La France est-elle sous la menace d’une inversion de la courbe du chômage ? 

Disons que l’économie française a connu une sorte de miracle de l’emploi depuis 2019, avec des créations nettes d’emplois spectaculaires (plus d’1,1 million d’emplois salariés depuis fin 2019, auxquels il faudrait ajouter environ 200 000 indépendants supplémentaires). 

Même si environ un tiers des créations d’emplois enregistrées dans cette période résulte de la progression de l’apprentissage dans l’enseignement supérieur, la performance sur le front de l’emploi a été inédite, compte tenu d’une croissance économique très modeste (1 % en moyenne sur la période). Ce résultat s’est traduit naturellement par une baisse inédite de la productivité par tête (de l’ordre de 6 %), ce qui n’est évidemment pas soutenable. 

Avec le mauvais résultat du second trimestre, c’est aussi la fin d’une diminution continue du chômage depuis mi-2015 qui s’interrompt (si l’on excepte la période du confinement de 2020 durant laquelle la notion de taux de chômage avait perdu une grande partie de son sens). 

Evidemment, un mauvais chiffre sur un trimestre ne fait pas une tendance et il est trop tôt de parler d’une inversion durable. Pour autant, le consensus économique sur les perspectives de croissance (en-deçà de 1 % en France en 2024) rend assez peu vraisemblable l’hypothèse d’une baisse continue du chômage. Avec une économie tournant au ralenti, et en dehors d’une situation exceptionnelle post-COVID (soutien massif des entreprises et de l’emploi par l’Etat), il est difficile de prévoir autre chose qu’une stabilité du chômage, voire une légère augmentation. 



Les documents de travail de l'OFCE prévoient des scénarios divers dont un potentiel chômage tutoyant les 8% l’année prochaine. L’organisme évoque la perte de près de 73 000 emplois d’ici la fin de l’année 2024. Faut-il y voir une tentative des entreprises de récupérer un peu de la productivité perdue après des mois passés à jouer la carte de la rétention salariale ?

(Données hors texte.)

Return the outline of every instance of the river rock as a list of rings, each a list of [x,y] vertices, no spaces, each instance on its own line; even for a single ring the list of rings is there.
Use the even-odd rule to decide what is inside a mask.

Pour aboutir à ses prévisions, l’OFCE table sur une croissance faible en 2024 (0,8 %, soit à peu près le consensus général, bien en-deçà des hypothèses retenues par le gouvernement dans le PLF, à savoir une croissance de 1,4 %). Il y intègre également la fin des facteurs exceptionnels qui avait permis une création d’emplois extrêmement fortes dans la période 2019-2022. Le point essentiel est que l’OFCE considère que les entreprises vont s’efforcer de redresser leur productivité pour rester compétitive, donc ralentir les embauches (voire supprimer des effectifs), ou encore augmenter légèrement le temps de travail. En outre, avec l’assombrissement des perspectives économiques, les tensions sur le marché du travail pourraient s’estomper et les entreprises diminueraient leur effort de rétention de la main d’œuvre que l’on a observé depuis 2019. 

D’autres facteurs, comme les remboursements des prêts garantis par l’Etat ou encore le retour à la normal du nombre de défaillances d’entreprises et plus généralement l’arrêt du « quoi qu’il en coûte » dans un contexte de finances particulièrement dégradées, iraient dans le même sens. 

Au total, on peut raisonnablement tabler comme l’OFCE sur une légère diminution de l’emploi et une remontée sensible du chômage en 2024. Aller plus loin et dire s’il s’agit ou non d’une inversion de tendance durable serait pour le moins hasardeux.